Hemoglobin Disorders occur when the infant’s body parts do not get enough oxygen. This occurs when there are not enough red blood cells or when the hemoglobin levels are low in the infant’s body. The diseases associated with this disorder are Beta Thalassemia, Thalassemia Major, Sickle Cell Disease and Hemoglobin SC Disease. If left untreated, these diseases can cause anemia, abnormal growth, jaundice, delayed puberty, bone abnormalities, repeated infections, pain, organ damage, high blood pressure and death. Treatment depends on the particular hemoglobin disease that the infant has, but generally includes blood transfusions, treatment with a chelating agent, a splenectomy, appropriate vaccinations and penicillin.

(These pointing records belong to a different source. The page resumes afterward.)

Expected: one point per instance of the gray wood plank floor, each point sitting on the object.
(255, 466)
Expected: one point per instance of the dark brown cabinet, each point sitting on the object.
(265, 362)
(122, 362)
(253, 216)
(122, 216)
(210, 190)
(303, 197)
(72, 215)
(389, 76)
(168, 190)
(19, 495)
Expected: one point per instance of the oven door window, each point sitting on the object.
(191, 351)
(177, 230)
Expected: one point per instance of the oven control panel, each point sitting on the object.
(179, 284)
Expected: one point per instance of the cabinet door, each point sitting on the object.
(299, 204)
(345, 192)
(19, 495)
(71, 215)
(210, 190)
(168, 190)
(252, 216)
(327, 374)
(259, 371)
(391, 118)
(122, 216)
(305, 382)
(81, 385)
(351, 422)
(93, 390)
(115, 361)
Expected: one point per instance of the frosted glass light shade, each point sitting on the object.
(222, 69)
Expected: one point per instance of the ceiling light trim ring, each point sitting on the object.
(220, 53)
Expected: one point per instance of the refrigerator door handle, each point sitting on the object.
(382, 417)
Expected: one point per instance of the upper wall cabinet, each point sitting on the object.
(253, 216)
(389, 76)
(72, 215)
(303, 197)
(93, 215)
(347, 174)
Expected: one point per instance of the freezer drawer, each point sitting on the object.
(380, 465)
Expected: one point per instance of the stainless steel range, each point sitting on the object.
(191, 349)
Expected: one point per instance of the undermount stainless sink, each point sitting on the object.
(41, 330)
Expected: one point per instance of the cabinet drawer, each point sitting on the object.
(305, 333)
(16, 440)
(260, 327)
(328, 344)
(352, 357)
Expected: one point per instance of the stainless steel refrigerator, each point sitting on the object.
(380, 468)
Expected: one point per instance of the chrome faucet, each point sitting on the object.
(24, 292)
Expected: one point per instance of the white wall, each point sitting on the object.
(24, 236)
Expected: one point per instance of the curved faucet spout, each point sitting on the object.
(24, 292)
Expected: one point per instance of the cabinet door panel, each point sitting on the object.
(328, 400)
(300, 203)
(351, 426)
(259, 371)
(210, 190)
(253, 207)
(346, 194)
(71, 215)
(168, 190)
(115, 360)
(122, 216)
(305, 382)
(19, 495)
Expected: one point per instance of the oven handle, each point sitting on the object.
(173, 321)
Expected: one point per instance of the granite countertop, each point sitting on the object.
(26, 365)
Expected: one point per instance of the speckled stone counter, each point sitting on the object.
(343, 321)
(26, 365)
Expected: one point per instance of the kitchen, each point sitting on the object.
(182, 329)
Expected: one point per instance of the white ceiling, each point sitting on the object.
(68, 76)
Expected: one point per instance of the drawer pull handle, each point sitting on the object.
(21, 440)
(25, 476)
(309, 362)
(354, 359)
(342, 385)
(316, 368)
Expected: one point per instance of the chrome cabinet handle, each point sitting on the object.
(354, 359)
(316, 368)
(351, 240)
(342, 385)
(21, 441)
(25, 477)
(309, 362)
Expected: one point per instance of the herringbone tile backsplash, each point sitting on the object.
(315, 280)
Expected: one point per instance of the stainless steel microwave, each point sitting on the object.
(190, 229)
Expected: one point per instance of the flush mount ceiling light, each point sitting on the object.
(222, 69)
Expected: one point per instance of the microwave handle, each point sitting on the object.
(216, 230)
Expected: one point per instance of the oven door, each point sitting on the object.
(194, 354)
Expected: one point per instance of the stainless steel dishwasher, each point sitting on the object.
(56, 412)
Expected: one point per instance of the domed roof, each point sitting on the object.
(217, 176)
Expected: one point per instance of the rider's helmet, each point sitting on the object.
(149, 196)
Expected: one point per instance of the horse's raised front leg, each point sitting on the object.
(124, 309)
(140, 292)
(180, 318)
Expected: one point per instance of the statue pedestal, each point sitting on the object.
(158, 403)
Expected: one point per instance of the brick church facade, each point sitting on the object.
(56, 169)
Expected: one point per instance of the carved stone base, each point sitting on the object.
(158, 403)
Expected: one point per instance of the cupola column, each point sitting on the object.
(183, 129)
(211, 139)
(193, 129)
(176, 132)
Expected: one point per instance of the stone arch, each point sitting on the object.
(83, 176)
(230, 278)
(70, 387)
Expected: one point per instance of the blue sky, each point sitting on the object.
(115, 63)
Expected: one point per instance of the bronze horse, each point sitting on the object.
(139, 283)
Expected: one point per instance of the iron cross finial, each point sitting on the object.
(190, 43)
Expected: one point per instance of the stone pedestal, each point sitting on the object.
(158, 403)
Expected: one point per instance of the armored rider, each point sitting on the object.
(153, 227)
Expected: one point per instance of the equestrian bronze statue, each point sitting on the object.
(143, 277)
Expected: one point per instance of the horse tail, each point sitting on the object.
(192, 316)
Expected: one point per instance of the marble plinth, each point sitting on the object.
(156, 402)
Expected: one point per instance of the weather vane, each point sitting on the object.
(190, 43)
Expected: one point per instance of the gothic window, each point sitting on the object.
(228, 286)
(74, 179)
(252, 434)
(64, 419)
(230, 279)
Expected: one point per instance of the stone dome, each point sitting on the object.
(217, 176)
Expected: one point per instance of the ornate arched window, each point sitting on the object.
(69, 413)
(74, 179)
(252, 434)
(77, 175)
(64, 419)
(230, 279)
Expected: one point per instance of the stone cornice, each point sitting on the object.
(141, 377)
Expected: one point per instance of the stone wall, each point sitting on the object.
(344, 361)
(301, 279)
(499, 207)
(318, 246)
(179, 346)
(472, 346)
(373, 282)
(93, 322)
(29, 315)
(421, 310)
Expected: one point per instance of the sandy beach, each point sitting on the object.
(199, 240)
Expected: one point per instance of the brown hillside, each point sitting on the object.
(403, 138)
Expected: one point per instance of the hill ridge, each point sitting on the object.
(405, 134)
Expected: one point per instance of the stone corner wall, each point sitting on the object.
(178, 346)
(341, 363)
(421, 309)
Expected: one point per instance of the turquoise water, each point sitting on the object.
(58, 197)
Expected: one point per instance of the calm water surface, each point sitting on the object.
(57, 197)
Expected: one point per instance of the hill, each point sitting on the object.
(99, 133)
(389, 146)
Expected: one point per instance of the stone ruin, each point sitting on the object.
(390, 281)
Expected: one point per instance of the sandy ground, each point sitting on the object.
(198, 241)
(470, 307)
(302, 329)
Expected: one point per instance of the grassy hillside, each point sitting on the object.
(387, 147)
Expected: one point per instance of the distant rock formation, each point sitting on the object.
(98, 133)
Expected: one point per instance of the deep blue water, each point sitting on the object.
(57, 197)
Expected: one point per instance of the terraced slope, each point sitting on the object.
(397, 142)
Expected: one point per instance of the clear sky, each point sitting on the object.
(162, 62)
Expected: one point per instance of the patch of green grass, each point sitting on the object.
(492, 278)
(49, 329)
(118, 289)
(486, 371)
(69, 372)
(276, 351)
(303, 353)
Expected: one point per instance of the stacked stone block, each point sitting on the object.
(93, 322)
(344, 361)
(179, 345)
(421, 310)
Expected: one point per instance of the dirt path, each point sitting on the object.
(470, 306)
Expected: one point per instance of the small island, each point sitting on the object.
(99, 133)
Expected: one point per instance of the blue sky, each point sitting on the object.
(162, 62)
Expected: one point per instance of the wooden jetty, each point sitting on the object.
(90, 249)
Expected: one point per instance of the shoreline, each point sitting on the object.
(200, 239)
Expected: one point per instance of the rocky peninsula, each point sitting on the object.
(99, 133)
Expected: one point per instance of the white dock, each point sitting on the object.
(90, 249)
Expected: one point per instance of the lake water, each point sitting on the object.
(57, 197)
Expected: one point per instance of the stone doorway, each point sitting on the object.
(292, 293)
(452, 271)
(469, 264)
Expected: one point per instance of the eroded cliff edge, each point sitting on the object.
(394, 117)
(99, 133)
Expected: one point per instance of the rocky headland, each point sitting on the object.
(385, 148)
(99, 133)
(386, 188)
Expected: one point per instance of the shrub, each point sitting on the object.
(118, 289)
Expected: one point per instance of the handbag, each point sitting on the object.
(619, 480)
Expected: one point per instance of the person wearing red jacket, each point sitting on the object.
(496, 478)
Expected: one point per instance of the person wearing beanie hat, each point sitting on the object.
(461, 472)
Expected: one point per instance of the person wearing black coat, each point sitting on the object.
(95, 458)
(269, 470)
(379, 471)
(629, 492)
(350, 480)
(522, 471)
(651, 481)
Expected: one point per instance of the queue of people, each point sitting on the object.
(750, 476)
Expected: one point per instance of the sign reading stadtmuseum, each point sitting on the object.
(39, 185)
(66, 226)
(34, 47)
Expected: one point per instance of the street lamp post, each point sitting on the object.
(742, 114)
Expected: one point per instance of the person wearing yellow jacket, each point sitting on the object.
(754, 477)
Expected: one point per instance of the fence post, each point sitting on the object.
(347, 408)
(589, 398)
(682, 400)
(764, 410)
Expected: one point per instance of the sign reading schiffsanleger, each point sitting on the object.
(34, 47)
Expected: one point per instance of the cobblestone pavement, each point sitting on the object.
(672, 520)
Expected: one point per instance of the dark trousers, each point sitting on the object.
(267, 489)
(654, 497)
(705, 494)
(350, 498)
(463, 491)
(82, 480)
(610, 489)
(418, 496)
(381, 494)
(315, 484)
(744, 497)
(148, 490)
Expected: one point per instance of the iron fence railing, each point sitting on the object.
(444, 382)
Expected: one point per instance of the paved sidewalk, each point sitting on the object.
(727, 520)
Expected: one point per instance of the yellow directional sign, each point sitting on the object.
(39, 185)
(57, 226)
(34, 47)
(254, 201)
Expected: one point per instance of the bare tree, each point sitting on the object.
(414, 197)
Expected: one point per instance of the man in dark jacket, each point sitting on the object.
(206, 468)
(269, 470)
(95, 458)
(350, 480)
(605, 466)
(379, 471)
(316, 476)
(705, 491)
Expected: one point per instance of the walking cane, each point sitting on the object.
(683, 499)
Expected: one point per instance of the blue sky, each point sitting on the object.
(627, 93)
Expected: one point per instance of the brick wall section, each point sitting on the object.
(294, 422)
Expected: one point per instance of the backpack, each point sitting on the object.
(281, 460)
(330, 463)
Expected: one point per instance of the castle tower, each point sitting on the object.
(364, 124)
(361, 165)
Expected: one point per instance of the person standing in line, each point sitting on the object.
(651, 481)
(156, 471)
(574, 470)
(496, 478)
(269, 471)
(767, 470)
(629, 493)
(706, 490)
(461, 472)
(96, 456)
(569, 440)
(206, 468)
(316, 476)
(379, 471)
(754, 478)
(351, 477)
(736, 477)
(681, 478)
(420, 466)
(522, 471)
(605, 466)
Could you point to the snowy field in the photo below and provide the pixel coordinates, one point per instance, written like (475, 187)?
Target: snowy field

Organic Acid Disorders occur when the enzymes in the infant’s body do not process the protein from the infant’s food properly. The diseases associated with Organic Acid Disorders are 3-Hydroxy 3-methyl glutaric aciduria, 3-Methylcrotonyl-CoA carboxylase deficiency, 3-Methylglutaconic aciduria, Beta Ketothiolase Deficiency, Glutaric acidemia type I, Isovaleric acidemia, Methylmalonic acidemia-mutase deficiency, Methylmalonic acidemia, Multiple carboxylase deficiency and Propionic acidemia. If left untreated, these diseases can cause seizures, brain swelling, hair loss, learning difficulties, ataxia, spasticity, hearing loss, infections, rashes, vision problems, coma and death. Treatment of these disorders often includes a prescribed amount of biotin.
Other disorders covered in newborn screening in Colorado are Biotinidase Deficiency, Cystic Fibrosis and Galactosemia.
Biotinidase Deficiency occurs when the infant’s body does not produce biotin causing the infant to suffer with seizures, developmental delays, hair loss, ataxia, spasticity, hypotonia, rashes, infections and vision problems. This disease is treated with oral biotin given daily for life.
Cystic Fibrosis occurs when the infant’s body produces to much mucous, leading to a compromised immune system, lung infections, sinus infections, developmental delays, infertility, and an early death. Treatment for this disease includes antibiotics, inhalational medications, insulin therapy, enzyme replacement therapy, transplantation and gene therapy.
Galactosemia occurs when the infant’s body fails to metabolize galactose, leading to galactose accumulating in the infant’s body, damaging the central nervous system, the liver as well as other systems in the infant’s body and causing mental retardation, kidney failure, and cataract formation. Infants with this disease cannot have any milk, either human or animal, as milk is the primary source of galactose. This disease is treated by a strict diet void of milk products and any other foods containing galactose for life.
During the newborn screening in Colorado, the infant is screened for hearing loss, which is important to the development of the infant’s speech and language. Even though it is not life threatening, this screening is very important to the development of the infant and its ability to communicate.